Daniel Keith THOMPSON, JR.

Grant Type

Dissertation Fieldwork Grant

Institutional Affiliation

Emory U.

Grant number

Gr. 9478

Approve Date

April 25, 2017

Project Title

Thompson, Jr., Daniel K., Emory U., Atlanta, GA - To aid research on 'Capital in the Borderlands: Diaspora Investment and the Borderland Economy in Jigjiga, Ethiopia,' supervised by Dr. Peter D. Little

Preliminary abstract: This project investigates how diaspora return has refigured processes of place-making in the borderlands where Ethiopia’s Somali Regional State abuts the self-declared Republic of Somaliland. The city of Jigjiga, a hub of trade between Ethiopia’s highlands and the coastal ports of Somalia and Somaliland, became a regional capital with Ethiopia’s ethnic-federal decentralization during the 1990s. Encouraged by the creation of an ethnic Somali ‘homeland’ in Ethiopia, diaspora returnees have flocked to the city since 2008. In Jigjiga, they reunite with relatives, construct houses, establish businesses, and support the development of Somali Region. While remittance networks connected the diaspora to local relatives amidst decades of displacement, ‘part-time’ diaspora return to Somali Region is reworking relationships and interests along two axes. First, cross-border traders and urban retailers whose activities undergird the local economy face new forms of competition from diaspora investors.
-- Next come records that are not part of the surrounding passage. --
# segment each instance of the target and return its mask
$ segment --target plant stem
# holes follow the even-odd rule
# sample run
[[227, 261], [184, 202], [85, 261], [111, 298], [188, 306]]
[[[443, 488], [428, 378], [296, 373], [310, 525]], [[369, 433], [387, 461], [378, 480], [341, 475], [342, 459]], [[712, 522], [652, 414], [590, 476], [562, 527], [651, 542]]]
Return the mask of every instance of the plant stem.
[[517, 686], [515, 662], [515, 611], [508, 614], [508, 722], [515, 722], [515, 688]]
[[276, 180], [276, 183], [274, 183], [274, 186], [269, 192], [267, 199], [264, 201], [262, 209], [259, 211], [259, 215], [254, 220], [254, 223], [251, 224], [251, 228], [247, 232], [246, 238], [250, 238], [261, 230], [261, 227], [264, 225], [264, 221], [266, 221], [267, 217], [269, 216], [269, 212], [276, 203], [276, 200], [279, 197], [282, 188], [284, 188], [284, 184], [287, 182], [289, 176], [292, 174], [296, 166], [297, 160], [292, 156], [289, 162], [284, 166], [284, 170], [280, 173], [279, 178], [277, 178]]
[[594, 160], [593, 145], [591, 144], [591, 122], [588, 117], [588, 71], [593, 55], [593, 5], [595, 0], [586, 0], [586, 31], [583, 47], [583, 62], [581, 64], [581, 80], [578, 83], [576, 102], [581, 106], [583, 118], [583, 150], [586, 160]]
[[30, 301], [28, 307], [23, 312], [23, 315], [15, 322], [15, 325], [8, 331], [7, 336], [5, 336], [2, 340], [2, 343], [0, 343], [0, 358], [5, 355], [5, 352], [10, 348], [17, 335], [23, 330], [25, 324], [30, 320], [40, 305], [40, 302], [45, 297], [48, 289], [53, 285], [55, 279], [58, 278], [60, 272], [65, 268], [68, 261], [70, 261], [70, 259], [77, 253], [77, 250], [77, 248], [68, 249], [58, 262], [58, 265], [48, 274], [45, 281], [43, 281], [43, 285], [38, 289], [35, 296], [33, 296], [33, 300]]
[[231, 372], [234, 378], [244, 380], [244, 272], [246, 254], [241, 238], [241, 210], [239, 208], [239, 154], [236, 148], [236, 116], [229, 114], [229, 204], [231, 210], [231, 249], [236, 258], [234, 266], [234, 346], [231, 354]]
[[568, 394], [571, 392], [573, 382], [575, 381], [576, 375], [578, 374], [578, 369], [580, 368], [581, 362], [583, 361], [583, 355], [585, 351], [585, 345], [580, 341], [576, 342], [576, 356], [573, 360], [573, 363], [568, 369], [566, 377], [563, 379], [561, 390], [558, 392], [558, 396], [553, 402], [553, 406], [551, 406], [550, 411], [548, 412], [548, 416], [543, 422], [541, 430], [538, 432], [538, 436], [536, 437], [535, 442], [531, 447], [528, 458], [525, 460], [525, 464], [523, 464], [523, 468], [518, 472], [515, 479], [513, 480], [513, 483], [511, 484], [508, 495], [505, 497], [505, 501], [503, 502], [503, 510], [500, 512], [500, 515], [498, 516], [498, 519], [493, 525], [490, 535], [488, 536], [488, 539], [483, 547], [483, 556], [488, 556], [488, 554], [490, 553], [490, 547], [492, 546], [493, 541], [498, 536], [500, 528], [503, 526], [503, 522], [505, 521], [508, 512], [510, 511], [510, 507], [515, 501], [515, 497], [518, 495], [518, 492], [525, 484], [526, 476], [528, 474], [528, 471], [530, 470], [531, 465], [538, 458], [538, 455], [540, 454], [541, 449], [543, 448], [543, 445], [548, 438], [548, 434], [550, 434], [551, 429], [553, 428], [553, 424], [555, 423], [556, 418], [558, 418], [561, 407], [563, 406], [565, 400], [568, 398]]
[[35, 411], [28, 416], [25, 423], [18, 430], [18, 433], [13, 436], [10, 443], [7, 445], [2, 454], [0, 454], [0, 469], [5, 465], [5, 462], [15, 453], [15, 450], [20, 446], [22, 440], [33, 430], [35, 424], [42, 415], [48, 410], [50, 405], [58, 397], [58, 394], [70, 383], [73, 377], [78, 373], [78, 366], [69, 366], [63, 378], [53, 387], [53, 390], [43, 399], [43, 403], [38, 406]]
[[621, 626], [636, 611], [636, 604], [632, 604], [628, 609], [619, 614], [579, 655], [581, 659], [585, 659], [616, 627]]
Second, diaspora returnees have drawn friends and family members from across the region to migrate to Jigjiga, creating new relations among clans and new interactions among indigenous business and political interests. This study draws on theory and comparative research from urban anthropology and borderlands studies to assess how the influx of diaspora return and investment has reshaped the political economy and social relations of the city and surrounding borderlands. Network, geospatial, and survey analyses will explore the shifting diaspora and local cross-border networks that center upon the city; in-depth interviews and ethnography will investigate how diaspora return has influenced socio-economic perceptions and strategies, and socio-political allegiances.